At the prosaic suggestion the crystal realm of dreams was shattered. The bow, with a quavering discordant scrape upon the strings, paused. Then Bedell slowly mastered the meaning of the interruption.
"Kerry the baby? Why, Aurely won't let none but herself tech that baby." He laughed as he tossed the tousled yellow hair from his face, and looked over his shoulder to speak to the infant. "It air sech a plumb special delightsome peach, it air,—it air!"
The pale face of the child lighted up with a smile of recognition and a faint gleam of mirth.
"I jes' kem out ennyhows ter drive up the cow," Basil added.
"Big job," sneered Kennedy. "'Pears-like it takes the whole fambly to do it."
Such slothful mismanagement was calculated to affront an energetic spirit. Obviously, at this hour the woman should be at home cooking the supper.
"I follered along ter listen ter the fiddle,—ef ye hev enny call ter know." Mrs. Bedell replied to his unspoken thought, as if by divination.

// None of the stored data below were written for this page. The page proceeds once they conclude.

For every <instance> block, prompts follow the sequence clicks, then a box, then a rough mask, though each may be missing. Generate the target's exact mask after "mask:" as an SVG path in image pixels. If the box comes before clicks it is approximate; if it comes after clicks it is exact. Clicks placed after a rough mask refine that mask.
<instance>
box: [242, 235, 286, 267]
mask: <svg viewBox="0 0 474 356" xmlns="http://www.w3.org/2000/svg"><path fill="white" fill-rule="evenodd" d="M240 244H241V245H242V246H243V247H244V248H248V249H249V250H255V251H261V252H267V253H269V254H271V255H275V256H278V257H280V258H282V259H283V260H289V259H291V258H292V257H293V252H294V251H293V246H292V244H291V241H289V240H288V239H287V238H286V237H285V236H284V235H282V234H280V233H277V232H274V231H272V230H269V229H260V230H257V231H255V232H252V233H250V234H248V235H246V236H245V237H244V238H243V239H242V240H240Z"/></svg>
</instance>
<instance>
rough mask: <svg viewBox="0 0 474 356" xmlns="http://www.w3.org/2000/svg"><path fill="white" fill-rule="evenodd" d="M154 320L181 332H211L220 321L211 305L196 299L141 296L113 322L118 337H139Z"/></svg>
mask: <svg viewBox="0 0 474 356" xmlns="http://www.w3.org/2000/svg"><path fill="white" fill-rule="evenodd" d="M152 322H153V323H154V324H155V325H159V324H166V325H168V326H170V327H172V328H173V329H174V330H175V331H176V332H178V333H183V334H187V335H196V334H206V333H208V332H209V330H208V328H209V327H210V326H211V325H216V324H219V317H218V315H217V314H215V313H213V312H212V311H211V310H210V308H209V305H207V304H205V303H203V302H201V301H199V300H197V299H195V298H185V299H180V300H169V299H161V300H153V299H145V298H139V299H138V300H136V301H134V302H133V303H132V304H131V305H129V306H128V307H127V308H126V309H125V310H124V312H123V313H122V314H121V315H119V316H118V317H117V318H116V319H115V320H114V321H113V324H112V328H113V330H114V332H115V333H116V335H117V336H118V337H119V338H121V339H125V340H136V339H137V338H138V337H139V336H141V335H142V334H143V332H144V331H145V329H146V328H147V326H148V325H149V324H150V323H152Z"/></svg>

But indeed such strictures were not heard for the first time. They were in some sort the penalty of the disinterested friendship which Kennedy had harbored for Basil since their childhood. He wished that his compeer might prosper in such simple wise as his own experience had proved to be amply possible. Kennedy's earlier incentive to industry had been his intention to marry, but the object of his affections had found him "too mortal solemn," and without a word of warning had married another man in a distant cove. The element of treachery in this event had gone far to reconcile the jilted lover to his future, bereft of her companionship, but the habit of industry thus formed had continued of its own momentum. It had resulted in forehanded thrift; he now possessed a comfortable holding,—cattle, house, ample land; and he had all the intolerance of the ant for the cricket. As Bedell lifted the bow once more, every wincing nerve was enlisted in arresting it in mid-air.